Most visitors to Ramsey Canyon, a Nature Conservancy preserve which luckily wasn’t affected by the catastrophic fires of 2011, come there to look for birds. I’m not a birder, although I enjoy seeing them. I don’t have a “life list” aside from an informal and internal mental one; I like plants and fungi, organisms which can’t run or fly away and hide.
Richard and I were happily discussing the possible IDs of several mysterious plants which we had encountered when I saw a pale mushroom growing right in the trail. It was an old but poisonous friend, one of a complex of Amanitas which I had become familiar with during my years in Missouri. This one was probably Amanita ocreata, but it showed an unmistakable resemblance to relatives in Missouri I had encountered. Here’s a 2005 photo which, thanks to blog-friend Joan Ryan, I still have archived:
Perhaps I’m perverse, but I enjoy picking and examining deadly Amanitas, knowing that one bite would kill me. These innocent-appearing fungi seem to have an aura of mortality surrounding them.

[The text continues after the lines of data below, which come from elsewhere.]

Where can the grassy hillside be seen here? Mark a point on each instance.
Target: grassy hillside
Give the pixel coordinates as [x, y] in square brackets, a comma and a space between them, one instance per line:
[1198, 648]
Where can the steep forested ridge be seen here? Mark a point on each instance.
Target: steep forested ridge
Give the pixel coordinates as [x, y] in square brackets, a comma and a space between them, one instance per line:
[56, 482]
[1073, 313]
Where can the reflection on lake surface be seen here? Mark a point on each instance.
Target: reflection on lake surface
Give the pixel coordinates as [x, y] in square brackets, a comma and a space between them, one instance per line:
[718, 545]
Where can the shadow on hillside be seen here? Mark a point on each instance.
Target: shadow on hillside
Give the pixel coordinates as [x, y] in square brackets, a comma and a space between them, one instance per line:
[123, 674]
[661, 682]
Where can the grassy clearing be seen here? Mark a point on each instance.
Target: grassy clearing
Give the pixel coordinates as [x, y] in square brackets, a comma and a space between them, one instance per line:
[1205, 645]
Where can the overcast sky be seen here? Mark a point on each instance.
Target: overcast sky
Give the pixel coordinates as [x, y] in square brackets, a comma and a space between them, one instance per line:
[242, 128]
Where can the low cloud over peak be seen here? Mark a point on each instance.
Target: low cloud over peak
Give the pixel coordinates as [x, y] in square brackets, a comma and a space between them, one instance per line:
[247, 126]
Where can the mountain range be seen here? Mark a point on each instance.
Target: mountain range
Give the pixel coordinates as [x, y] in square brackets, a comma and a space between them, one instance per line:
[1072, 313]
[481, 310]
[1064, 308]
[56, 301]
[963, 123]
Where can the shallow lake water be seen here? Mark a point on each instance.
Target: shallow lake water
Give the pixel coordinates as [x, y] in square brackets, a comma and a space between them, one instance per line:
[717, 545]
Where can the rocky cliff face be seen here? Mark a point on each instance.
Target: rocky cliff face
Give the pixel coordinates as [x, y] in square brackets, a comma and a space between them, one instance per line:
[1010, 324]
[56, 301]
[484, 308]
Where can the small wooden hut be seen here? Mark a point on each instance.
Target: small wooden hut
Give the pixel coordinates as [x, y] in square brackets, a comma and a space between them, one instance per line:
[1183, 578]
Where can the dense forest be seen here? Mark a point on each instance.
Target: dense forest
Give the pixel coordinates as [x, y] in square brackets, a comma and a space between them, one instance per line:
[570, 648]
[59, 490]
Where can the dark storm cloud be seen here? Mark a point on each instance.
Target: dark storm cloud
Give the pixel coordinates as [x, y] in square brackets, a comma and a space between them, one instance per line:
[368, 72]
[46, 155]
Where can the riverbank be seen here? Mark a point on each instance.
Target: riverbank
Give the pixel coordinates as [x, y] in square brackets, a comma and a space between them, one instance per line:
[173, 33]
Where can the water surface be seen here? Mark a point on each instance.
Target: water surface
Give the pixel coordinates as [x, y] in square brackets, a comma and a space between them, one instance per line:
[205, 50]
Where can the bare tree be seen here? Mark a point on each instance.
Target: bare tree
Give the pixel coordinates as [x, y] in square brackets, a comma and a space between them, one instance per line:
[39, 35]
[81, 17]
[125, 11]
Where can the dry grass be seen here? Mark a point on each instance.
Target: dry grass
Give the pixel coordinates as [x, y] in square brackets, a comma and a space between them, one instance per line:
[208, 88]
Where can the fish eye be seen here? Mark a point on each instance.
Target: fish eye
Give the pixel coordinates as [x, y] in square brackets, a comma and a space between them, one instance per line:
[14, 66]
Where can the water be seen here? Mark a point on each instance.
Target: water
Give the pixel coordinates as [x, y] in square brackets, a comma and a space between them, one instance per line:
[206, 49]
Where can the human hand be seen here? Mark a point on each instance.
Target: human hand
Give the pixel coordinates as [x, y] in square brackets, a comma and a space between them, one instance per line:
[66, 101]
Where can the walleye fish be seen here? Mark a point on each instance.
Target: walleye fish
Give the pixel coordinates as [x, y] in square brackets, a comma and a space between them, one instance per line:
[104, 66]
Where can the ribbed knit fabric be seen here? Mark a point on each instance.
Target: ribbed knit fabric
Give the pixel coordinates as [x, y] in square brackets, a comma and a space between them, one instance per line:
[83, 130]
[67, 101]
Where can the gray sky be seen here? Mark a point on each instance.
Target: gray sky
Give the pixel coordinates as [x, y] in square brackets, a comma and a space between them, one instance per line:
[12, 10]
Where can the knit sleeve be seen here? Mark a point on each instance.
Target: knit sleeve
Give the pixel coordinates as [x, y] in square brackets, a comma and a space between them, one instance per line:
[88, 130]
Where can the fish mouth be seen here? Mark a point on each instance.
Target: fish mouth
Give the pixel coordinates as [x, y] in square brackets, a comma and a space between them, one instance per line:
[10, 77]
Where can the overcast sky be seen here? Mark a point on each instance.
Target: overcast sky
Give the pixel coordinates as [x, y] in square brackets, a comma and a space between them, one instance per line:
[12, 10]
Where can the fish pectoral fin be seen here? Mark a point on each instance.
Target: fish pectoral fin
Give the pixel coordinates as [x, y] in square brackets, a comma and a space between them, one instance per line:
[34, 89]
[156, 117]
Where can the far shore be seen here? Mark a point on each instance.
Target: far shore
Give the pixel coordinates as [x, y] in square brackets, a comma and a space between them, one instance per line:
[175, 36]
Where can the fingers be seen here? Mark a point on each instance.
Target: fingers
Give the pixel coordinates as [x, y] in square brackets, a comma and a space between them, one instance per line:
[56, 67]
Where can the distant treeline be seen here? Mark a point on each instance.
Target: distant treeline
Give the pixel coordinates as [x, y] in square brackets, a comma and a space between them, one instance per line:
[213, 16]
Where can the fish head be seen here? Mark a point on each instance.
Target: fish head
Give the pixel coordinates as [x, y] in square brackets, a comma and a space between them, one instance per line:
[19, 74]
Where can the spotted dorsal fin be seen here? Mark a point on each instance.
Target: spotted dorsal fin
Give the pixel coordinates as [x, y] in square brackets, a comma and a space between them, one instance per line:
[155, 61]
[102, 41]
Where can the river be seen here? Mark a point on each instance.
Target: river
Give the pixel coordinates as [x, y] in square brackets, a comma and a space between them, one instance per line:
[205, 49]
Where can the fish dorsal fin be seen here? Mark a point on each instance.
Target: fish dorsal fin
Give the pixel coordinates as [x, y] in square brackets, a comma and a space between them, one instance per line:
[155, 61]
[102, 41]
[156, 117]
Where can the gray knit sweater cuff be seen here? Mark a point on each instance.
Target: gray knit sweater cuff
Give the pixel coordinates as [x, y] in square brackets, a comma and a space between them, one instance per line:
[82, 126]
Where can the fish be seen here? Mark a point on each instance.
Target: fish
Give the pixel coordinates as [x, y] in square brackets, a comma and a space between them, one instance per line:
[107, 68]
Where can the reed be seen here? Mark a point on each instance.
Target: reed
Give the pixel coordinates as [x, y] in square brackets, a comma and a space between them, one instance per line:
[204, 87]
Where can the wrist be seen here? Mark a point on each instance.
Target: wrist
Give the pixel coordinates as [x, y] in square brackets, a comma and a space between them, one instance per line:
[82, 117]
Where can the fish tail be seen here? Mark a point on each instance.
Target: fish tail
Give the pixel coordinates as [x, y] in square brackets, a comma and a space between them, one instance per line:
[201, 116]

Richard was interested as well. He asked me, “What are the symptoms? Do you die right away?”
“No, they have a bait-and-switch technique. You feel deathly ill for several days as your kidneys begin to fail, then one morning you wake up and feel just fine. You think, ‘Maybe I’ll recover!’. Meanwhile your kidneys are shutting down for good, and within twenty-four hours you die.”
We walked on, and eventually began to encounter an intriguing but inconspicuous flower. It looked like some sort of orchid to me, as it had a single fleshy leaf clasping the stem, but the flower looked like that of no other orchid I had ever encountered.
Later, when I was back home, I used all of the printed and ‘net resources I had available to identify this plant. I’m certain that it is Malaxis corymbosa, an orchid that is a great example of a plant native to the Madrean Sky Islands, here at the northern extent of its range. This orchid ranges down as far as Guatemala, and it grows here in southeast Arizona as a relict of former times and climates. A photo:
A walk in such a pristine area is like a time-slice, as two weeks from now there will be a new panoply of species to observe. This is the monsoon season, when most of the scanty rainfall this drought-stricken region receives will fall. Then we’ll be back to unrelenting aridity until next summer!